L’esclavage était une composante essentielle de la vie quotidienne en Pennsylvanie en général et à Philadelphie en particulier. Dans les années 1760, près de 4 500 Noirs asservis travaillaient dans la colonie. Environ un foyer blanc sur six dans la ville détenait au moins une personne noire en esclavage. Cette institution cruelle a vu le jour dans cette colonie en 1684 lorsque le navire négrier Isabella, en provenance de Bristol, en Angleterre, a jeté l’ancre à Philadelphie avec 150 Africains capturés. Un an plus tard, William Penn lui-même avait trois êtres humains noirs en esclavage dans son manoir de Pennsbury, à environ 20 miles au nord de Philadelphie.

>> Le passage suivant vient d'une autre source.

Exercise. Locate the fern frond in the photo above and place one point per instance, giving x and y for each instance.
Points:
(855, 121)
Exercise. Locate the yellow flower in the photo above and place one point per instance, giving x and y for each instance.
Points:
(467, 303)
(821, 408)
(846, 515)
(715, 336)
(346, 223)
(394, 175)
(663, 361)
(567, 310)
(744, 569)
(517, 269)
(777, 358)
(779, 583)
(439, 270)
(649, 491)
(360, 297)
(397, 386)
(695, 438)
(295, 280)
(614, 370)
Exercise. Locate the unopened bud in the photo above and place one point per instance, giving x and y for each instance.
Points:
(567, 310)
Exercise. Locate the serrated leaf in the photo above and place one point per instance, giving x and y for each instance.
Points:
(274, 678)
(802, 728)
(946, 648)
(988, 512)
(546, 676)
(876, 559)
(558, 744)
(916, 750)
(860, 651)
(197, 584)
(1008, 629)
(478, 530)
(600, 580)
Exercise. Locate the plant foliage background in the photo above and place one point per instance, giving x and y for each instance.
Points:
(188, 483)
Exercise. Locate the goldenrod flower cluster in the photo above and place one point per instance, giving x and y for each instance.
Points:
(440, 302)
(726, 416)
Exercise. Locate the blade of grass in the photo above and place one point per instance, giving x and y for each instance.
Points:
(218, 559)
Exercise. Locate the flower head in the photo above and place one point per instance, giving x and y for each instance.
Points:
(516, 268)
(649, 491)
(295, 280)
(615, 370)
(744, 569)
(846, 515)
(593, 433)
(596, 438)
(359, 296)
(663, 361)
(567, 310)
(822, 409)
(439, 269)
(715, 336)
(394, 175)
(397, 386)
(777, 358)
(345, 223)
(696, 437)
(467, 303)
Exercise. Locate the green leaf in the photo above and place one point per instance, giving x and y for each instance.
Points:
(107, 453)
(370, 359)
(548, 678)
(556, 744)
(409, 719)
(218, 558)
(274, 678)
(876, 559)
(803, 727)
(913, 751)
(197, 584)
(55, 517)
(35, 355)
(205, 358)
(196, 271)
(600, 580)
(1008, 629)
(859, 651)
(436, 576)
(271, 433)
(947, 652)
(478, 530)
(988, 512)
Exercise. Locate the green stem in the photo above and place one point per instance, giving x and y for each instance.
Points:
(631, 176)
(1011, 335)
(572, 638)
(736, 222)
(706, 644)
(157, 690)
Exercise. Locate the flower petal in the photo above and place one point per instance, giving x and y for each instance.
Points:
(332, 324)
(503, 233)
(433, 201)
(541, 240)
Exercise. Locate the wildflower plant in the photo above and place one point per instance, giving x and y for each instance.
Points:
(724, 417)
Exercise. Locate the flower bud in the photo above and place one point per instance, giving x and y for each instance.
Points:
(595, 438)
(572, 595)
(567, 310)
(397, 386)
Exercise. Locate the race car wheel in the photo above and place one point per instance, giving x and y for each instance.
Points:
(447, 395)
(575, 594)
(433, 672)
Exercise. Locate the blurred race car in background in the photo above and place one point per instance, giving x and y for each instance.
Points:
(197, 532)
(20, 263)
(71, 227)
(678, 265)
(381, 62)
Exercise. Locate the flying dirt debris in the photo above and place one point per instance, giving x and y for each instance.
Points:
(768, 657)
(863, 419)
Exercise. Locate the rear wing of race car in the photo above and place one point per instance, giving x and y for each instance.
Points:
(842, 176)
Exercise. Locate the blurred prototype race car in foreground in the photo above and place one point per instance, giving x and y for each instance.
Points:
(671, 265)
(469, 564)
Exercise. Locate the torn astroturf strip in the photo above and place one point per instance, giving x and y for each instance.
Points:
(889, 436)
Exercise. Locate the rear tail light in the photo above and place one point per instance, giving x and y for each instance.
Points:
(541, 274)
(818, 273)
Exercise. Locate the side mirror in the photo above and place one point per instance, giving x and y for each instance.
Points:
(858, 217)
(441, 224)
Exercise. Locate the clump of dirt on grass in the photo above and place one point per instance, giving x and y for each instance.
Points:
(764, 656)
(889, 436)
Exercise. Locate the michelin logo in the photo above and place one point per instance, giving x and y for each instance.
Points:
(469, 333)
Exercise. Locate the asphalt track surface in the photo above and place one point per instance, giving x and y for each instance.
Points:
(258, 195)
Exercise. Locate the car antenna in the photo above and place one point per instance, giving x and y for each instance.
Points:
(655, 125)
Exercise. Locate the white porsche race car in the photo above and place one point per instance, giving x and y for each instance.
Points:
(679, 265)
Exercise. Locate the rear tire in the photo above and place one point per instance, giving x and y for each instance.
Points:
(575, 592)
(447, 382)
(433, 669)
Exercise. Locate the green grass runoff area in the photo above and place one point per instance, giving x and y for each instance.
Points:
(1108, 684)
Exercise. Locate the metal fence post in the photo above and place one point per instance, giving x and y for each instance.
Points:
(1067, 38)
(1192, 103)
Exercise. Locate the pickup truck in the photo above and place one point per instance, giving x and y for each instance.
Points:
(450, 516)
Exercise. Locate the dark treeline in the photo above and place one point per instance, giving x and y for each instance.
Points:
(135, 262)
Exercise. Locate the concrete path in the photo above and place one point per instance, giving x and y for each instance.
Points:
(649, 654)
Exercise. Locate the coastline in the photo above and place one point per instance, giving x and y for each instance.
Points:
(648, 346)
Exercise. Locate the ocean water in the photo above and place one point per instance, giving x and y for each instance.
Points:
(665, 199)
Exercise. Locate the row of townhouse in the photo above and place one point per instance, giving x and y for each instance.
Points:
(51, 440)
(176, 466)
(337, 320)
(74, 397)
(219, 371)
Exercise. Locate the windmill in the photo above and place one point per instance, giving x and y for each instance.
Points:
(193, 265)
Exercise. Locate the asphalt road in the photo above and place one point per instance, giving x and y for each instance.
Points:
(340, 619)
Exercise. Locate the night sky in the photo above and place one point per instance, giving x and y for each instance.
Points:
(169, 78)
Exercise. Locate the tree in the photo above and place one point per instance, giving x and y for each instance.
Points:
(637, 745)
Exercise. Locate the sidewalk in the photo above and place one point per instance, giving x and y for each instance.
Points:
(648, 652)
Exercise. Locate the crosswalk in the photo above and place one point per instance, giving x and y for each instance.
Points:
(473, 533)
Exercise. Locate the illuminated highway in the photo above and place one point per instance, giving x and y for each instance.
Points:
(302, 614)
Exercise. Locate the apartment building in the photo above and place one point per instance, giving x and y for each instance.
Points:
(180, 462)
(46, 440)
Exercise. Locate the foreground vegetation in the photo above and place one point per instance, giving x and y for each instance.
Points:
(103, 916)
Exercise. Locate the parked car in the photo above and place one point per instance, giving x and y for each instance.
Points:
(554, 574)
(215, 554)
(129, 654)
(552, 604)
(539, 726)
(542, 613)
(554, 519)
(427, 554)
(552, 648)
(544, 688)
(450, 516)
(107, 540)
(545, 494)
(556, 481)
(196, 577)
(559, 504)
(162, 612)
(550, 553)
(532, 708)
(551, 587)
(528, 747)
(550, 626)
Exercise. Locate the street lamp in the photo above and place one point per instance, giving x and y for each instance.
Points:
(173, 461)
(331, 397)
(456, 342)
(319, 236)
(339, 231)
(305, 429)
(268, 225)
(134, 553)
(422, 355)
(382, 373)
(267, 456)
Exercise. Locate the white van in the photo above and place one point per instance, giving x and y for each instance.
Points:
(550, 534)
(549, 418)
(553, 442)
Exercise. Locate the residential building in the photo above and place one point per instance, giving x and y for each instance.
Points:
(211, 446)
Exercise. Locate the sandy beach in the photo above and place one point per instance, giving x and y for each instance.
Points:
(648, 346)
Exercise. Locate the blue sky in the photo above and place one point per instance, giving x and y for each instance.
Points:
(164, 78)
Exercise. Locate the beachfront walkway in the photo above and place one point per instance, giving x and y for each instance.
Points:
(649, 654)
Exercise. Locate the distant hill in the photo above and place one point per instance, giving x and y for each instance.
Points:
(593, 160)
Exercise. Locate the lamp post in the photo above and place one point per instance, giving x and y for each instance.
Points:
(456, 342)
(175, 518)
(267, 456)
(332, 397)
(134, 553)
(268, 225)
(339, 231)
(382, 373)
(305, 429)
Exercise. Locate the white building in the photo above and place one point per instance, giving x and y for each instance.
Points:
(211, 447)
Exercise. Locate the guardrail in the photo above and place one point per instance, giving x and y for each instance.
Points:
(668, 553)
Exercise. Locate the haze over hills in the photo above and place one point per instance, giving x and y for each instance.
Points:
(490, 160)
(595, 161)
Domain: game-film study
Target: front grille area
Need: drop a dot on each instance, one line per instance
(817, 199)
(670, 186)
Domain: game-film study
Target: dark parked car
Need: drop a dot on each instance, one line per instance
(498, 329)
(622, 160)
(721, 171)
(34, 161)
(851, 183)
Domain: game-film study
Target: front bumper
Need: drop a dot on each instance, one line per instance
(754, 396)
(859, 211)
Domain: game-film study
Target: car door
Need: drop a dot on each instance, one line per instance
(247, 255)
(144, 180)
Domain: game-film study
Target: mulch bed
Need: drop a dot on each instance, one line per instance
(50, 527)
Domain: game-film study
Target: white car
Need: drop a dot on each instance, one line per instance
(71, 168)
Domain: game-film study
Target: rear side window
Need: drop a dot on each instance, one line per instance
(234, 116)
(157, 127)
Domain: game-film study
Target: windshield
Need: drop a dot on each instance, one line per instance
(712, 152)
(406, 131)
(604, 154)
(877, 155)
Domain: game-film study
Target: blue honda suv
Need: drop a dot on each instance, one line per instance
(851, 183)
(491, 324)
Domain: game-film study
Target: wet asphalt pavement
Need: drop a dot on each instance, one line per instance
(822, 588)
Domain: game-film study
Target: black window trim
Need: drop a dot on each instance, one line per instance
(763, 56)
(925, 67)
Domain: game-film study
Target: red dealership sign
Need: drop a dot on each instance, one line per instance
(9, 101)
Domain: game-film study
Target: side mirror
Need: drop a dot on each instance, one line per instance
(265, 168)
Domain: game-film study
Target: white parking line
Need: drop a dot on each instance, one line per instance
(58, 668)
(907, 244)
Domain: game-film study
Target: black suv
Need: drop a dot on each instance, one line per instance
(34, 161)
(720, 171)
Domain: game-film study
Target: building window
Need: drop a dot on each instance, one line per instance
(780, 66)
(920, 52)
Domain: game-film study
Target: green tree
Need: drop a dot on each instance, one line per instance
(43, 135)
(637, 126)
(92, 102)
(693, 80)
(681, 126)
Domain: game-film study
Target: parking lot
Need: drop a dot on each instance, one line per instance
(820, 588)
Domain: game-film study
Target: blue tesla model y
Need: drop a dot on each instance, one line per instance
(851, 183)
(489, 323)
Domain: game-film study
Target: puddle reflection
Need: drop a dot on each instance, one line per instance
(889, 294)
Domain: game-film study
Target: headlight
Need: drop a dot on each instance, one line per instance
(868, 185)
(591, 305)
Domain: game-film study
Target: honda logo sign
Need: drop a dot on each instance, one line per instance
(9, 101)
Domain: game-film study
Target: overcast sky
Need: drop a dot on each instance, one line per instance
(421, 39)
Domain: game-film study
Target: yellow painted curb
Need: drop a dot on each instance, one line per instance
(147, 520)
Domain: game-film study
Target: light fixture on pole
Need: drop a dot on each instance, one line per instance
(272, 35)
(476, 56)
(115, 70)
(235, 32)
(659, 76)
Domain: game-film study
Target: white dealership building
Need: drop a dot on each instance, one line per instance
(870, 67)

Même George Washington, le grand patriote, le grand général et le grand président a réduit des Noirs en esclavage, 316 pour être exact. Et il a illégalement – oui, illégalement – détenu neuf d’entre eux ici même, dans la ville de l’amour fraternel, à la première « Maison Blanche » d’Amérique, qui était officiellement connue sous le nom de Maison du Président, à l’angle des rues Sixième et Market (alors High). En fait, c’est à cet endroit précis qu’il a signé, en 1793, le fameux Fugitive Slave Act, une loi qui a jeté les hommes, les femmes et les enfants noirs échappés en esclavage.

Vous pourriez dire que toutes ces histoires d’esclavage se sont passées il y a longtemps, qu’elles ont pris fin il y a 147 ans, en 1865, et que je devrais donc « passer à autre chose ». Mais l’esclavage et ses effets directs n’ont pas vraiment pris fin à ce moment-là. Après l’adoption du 13e amendement, il y a eu le métayage, puis la location de bagnards, puis les lois Jim Crow de jure, puis les pratiques Jim Crow de facto. En fait, ce n’est qu’après l’adoption de la loi sur les droits civils de 1964 – il y a seulement 48 ans – que l’égalité des droits a commencé à devenir au moins un peu une réalité pratique. Et si vous n’êtes pas d’accord, répondez à cette question : Si vous, vos parents, vos grands-parents, vos arrière-grands-parents, etc., pouviez vivre en Amérique l’expérience des Noirs ou des Blancs, laquelle choisiriez-vous ? Je sais ce que les 20 êtres humains de Old Point Comfort, il y a 393 ans, auraient choisi.